Burra is an Australian locality of rural smallholdings lying 20 kilometres to the south of Queanbeyan, New South Wales in the Queanbeyan-Palerang Region. At the , Burra had a population of 790 people.

==History==
The Ngarigo people originally inhabited Burra as part of their wider country lands extending south to the Australian Alps. The first European camp was called 'The Creek' although it soon became known amongst the early settlers as "The Burra", possibly from a local aboriginal word (for instance, the Ngarigo word "berra", meaning boomerang).

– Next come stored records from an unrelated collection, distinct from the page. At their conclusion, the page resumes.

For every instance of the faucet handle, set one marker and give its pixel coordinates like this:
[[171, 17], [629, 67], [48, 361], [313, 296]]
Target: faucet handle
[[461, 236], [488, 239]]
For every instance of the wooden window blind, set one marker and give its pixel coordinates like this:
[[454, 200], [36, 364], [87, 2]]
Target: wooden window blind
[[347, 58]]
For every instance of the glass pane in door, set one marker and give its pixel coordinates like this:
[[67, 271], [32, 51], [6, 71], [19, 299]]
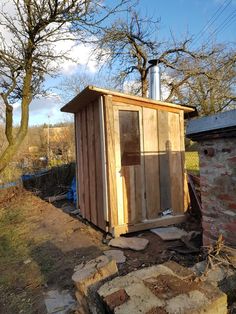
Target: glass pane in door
[[129, 137]]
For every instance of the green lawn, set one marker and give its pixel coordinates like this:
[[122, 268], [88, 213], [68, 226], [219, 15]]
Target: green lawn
[[192, 162]]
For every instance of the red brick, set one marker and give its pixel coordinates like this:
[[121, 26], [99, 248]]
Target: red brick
[[232, 206], [232, 159], [115, 299], [226, 197], [231, 227]]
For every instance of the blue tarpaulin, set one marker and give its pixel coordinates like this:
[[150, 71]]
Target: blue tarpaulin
[[71, 194]]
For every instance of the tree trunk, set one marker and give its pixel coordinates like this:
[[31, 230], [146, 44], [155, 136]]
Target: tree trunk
[[14, 144], [144, 83]]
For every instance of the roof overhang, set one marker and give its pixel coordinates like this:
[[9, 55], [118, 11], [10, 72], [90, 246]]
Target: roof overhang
[[91, 93]]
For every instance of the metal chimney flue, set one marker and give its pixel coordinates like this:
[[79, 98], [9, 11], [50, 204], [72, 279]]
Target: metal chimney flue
[[155, 80]]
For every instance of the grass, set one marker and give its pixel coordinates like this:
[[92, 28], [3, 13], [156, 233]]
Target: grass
[[19, 279], [192, 162]]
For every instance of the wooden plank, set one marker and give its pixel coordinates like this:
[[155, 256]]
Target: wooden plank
[[99, 176], [151, 162], [92, 164], [126, 191], [164, 156], [85, 164], [160, 222], [119, 101], [120, 175], [111, 162], [182, 149], [176, 167], [140, 206], [80, 165], [104, 160], [91, 93]]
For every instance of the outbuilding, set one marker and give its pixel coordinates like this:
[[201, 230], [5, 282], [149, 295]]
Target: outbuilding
[[130, 160]]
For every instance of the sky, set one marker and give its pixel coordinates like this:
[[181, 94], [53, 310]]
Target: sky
[[205, 20]]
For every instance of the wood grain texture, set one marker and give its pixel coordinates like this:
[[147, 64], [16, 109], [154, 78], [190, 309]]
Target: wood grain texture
[[79, 158], [85, 165], [164, 159], [161, 222], [92, 164], [99, 175], [111, 162], [176, 167], [151, 162]]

The first grazing and clearing of the area began in the 1830-60s and farms in the Burra Valley were established at the Warm Corner, KT Park, Burra Station (the original 'creek' station), London Bridge and Lagoon. By the 1920s the local population had become large enough to support two competing cricket clubs, one at the Burra park, the other near Urila. Subdivision into smaller blocks began in the 1960s as Canberra's population expanded and has created the local regions such as those surrounding Candy Road, Badgery Road and Plummers Road. Today the majority of the area has been subdivided in this way.

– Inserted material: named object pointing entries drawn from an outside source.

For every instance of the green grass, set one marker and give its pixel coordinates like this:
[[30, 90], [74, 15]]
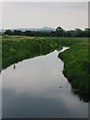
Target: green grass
[[17, 48]]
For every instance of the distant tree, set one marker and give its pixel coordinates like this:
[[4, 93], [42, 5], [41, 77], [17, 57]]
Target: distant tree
[[59, 32], [78, 33], [87, 32]]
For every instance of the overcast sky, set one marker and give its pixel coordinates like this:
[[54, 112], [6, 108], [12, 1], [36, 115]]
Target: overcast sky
[[68, 15]]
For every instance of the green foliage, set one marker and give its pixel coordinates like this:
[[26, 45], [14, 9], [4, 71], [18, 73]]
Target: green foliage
[[76, 66], [17, 48]]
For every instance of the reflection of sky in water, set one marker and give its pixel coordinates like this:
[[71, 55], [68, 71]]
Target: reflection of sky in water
[[32, 89], [0, 96]]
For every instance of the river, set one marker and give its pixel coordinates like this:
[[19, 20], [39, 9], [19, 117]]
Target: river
[[37, 88]]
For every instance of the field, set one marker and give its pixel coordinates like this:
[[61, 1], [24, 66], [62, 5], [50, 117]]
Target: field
[[17, 48]]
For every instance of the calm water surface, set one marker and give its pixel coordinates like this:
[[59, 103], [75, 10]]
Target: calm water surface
[[37, 88]]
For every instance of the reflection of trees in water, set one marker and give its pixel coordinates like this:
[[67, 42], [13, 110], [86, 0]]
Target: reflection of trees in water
[[14, 66]]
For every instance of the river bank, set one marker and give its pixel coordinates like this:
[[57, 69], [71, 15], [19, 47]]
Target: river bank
[[75, 58]]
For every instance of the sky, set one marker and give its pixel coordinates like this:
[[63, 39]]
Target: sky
[[68, 15]]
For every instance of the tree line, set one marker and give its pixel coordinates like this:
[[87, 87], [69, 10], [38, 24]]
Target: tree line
[[59, 32]]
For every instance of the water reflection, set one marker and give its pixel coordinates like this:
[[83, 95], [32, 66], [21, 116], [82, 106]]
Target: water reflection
[[37, 88]]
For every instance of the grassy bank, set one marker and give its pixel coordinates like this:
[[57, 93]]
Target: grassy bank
[[17, 48]]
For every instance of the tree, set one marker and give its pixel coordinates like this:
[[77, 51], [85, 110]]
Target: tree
[[59, 32]]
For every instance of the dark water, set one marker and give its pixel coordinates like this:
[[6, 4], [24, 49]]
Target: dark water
[[37, 88]]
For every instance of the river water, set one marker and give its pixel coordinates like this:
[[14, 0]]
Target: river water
[[37, 88]]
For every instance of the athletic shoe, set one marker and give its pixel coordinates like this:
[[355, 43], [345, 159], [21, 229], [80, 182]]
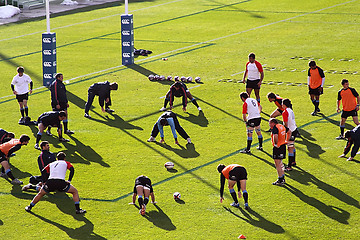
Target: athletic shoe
[[64, 140], [245, 151], [4, 175], [69, 132], [340, 137], [16, 182], [26, 187], [246, 206], [80, 211], [48, 133], [279, 182]]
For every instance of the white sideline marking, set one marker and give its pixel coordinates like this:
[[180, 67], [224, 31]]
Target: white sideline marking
[[212, 40], [92, 20], [188, 88]]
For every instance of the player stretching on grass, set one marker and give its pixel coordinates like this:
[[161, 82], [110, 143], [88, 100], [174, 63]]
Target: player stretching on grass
[[255, 75], [289, 122], [350, 100], [142, 188], [252, 121], [56, 182], [234, 173], [316, 80], [179, 89], [278, 139]]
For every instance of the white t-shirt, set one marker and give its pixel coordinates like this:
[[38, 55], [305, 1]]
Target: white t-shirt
[[289, 117], [21, 83], [251, 107]]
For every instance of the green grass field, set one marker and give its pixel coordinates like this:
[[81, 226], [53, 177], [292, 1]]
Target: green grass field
[[205, 38]]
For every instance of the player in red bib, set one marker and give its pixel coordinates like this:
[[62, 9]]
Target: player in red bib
[[255, 74], [234, 173]]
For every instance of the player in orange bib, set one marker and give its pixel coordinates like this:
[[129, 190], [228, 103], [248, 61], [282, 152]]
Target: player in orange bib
[[316, 80], [234, 173], [350, 100], [279, 138]]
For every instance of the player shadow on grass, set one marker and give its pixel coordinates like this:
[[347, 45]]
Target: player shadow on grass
[[81, 153], [303, 177], [200, 120], [188, 152], [332, 212], [257, 220], [313, 150], [116, 121]]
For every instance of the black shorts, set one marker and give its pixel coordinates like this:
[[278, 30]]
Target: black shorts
[[63, 107], [56, 185], [22, 97], [237, 174], [346, 114], [253, 122], [315, 91], [279, 153], [294, 134], [252, 84]]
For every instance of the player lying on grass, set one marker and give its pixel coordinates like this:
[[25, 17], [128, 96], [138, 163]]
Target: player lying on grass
[[234, 173]]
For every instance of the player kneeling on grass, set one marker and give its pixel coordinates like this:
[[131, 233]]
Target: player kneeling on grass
[[142, 188], [353, 137], [252, 121], [54, 178], [101, 89], [8, 148], [234, 173], [350, 100], [168, 118], [50, 119], [279, 141], [289, 122], [179, 89]]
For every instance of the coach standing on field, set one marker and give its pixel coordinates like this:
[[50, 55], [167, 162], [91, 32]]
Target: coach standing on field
[[255, 75], [101, 89], [20, 87], [59, 100]]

Burra lies at the northern tip of the Monaro tablelands, and shares with it some of the cooler climate of that region. Temperatures are on average two or three degrees Celsius below those in Canberra and Queanbeyan. Light falls of snow are not uncommon in the winter months.

===Heritage listings===
Burra includes a number of heritage-listed sites, including:
- London Bridge Road: Googong Foreshores

==Geography==
Part of the Burra valley has always been treeless. Elsewhere remnants of uncleared open woodland of snow gum, candlebark, yellow box, apple box and small leaved peppermint remain. Black sally and manna gum are found in the cooler gullies and frost hollows. The wooded hills to the east are rocky and dry, sporting primarily small leafed peppermint, brittle gum and scribbly gum. This area has never been heavily grazed and is in its original natural condition, in 2001 a part of it was protected by the creation of the Burra Creek Nature Reserve. The steeper slopes of the hills to the west of the Burra Valley, including Mount Campbell and Gibraltar Peak (and known by some Burrans as the "Purple Veil" range due to their shaded afternoon colour) are patchily covered by a forest type similar to the wet sclerophyll that occurs further to the west on the Mount Clear Range and in Namadgi National Park.

Most of the region is underlain by the Colinton Volcanics, composed of light grey tuff and lavas deposited in shallow water by large explosive volcanic eruptions during the Silurian period, 425 million years ago. A fault runs parallel and to the east of the Burra Road, beyond which are the even older deep sea Ordovician sandy sediments of the Pittman formation, deposited from the mouth of a very large river which drained the nearby supercontinent Gondwana. A few limestone lenses occur in younger rocks near to this fault, one of which forms the locally famous "London Bridge" natural arch over the Burra Creek. This limestone contains a few broken fossil crinoid stems brachiopods, and tabulate corals. In the 1920–30s there was some prospecting of iron, lead and silver along this fault but this was never commercially successful.